High throughput sequencing of the IgH repertoire

Repertoire sequencing was performed as previously described.⁴⁷ In brief, RNA (500 ng) was extracted from sorted PCs of IgH^{DH-LMP2A/frVκ} mice, and RACE-PCR (rapid amplification of cDNA-ends by polymerase chain reaction) was performed using a CH1µ reverse primer.⁴⁸ Sequencing adapter sequences were added by primer extension, and amplicons were sequenced on an MiSeq sequencing apparatus (Illumina). Repertoire was analyzed using IMGT/High-V-Quest⁴⁹ and the bcRep R package⁵⁰ available on the IMGT Web site (https://www.imgt.org).

Statistical analysis

The results are expressed as the mean ± standard error of the mean (SEM), and overall differences between variables were evaluated by two-tailed unpaired Student’s t test using Prism GraphPad software (San Diego, CA).

Author contributions

M.O.A. and N.S. designed and performed experiments, analyzed data and wrote the paper.
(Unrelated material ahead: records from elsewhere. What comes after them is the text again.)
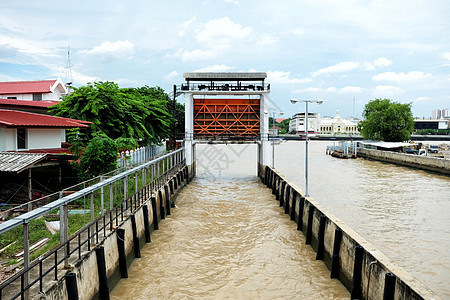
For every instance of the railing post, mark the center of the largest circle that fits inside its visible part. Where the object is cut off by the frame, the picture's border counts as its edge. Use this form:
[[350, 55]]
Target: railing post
[[26, 258], [64, 228], [92, 214], [144, 176], [125, 188], [111, 197], [102, 206], [135, 182]]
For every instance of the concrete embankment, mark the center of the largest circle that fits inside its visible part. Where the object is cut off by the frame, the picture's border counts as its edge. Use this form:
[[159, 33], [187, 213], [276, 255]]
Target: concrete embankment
[[363, 269], [427, 163], [98, 271]]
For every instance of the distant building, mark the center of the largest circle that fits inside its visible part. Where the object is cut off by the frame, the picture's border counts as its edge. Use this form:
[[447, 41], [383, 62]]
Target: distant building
[[23, 131], [33, 90], [297, 124], [329, 125]]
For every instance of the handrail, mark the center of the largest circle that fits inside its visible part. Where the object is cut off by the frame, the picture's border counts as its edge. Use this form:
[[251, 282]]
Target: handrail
[[94, 228], [27, 217]]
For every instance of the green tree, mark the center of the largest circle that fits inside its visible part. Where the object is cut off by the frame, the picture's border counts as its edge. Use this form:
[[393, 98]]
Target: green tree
[[137, 113], [387, 120], [99, 157]]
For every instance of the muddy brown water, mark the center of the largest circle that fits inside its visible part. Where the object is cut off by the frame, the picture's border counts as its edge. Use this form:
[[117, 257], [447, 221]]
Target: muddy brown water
[[228, 238]]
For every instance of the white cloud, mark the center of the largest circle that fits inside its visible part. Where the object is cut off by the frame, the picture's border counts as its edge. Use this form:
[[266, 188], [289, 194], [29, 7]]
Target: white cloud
[[400, 77], [171, 75], [281, 77], [194, 55], [310, 89], [351, 90], [116, 49], [340, 67], [352, 65], [382, 62], [419, 99], [333, 89], [222, 32], [233, 1], [215, 68], [387, 91], [268, 40], [297, 31]]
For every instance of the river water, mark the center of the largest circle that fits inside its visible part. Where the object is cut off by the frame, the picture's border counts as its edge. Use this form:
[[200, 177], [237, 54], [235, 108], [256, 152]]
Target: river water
[[229, 239], [404, 212]]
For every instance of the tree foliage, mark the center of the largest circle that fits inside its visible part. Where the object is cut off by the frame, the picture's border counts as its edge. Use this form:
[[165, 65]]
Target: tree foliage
[[387, 120], [138, 113], [99, 157]]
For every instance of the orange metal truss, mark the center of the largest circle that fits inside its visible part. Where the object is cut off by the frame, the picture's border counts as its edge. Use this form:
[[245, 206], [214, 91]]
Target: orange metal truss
[[226, 118]]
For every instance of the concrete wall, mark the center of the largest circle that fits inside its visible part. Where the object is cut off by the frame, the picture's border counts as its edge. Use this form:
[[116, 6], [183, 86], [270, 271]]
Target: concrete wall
[[86, 268], [433, 164], [375, 265], [40, 138]]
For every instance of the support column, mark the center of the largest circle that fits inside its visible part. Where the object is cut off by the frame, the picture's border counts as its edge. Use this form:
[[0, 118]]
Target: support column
[[102, 204], [26, 256], [264, 131], [189, 132], [64, 228], [30, 191]]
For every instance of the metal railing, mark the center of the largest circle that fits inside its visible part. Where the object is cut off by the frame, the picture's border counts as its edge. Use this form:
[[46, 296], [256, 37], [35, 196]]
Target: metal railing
[[91, 234]]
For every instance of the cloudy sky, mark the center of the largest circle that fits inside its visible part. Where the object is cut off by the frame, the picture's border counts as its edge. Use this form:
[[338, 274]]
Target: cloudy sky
[[345, 52]]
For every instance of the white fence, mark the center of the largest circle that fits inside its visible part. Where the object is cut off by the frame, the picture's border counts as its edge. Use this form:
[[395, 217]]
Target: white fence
[[140, 155]]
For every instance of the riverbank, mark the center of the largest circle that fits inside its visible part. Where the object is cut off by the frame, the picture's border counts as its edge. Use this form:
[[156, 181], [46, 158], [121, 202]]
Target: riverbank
[[433, 164], [402, 211], [347, 137]]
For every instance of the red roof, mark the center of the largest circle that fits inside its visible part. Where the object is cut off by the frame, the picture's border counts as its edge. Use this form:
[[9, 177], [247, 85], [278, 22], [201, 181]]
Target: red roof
[[29, 103], [13, 118], [26, 87]]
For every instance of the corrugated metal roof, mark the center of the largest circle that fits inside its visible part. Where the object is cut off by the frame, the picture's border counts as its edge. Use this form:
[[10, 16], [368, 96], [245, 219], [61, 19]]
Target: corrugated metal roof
[[17, 161], [14, 118], [26, 87]]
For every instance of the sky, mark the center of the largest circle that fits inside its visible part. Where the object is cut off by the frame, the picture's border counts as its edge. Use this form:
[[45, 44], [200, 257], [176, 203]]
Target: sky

J.-M.L. and A.M. contributed data to Fig. 6. O.M., S.L.N., and E.P. contributed 3D DNA-FISH data in Fig. 3. J.M. performed gene expression analysis in Fig. 4. M.V.A., J.S., C.S., and M.C. helped with the experiments and interpretation of the data. L.D. conceived the project, designed experiments, analyzed data and wrote the paper.

Competing interests

The authors declare no competing interests.

Data availability

The data that support the findings of this study are available from the corresponding author upon reasonable request.

Electronic supplementary material

The online version of this article (10.1038/s41423-018-0160-6) contains supplementary material.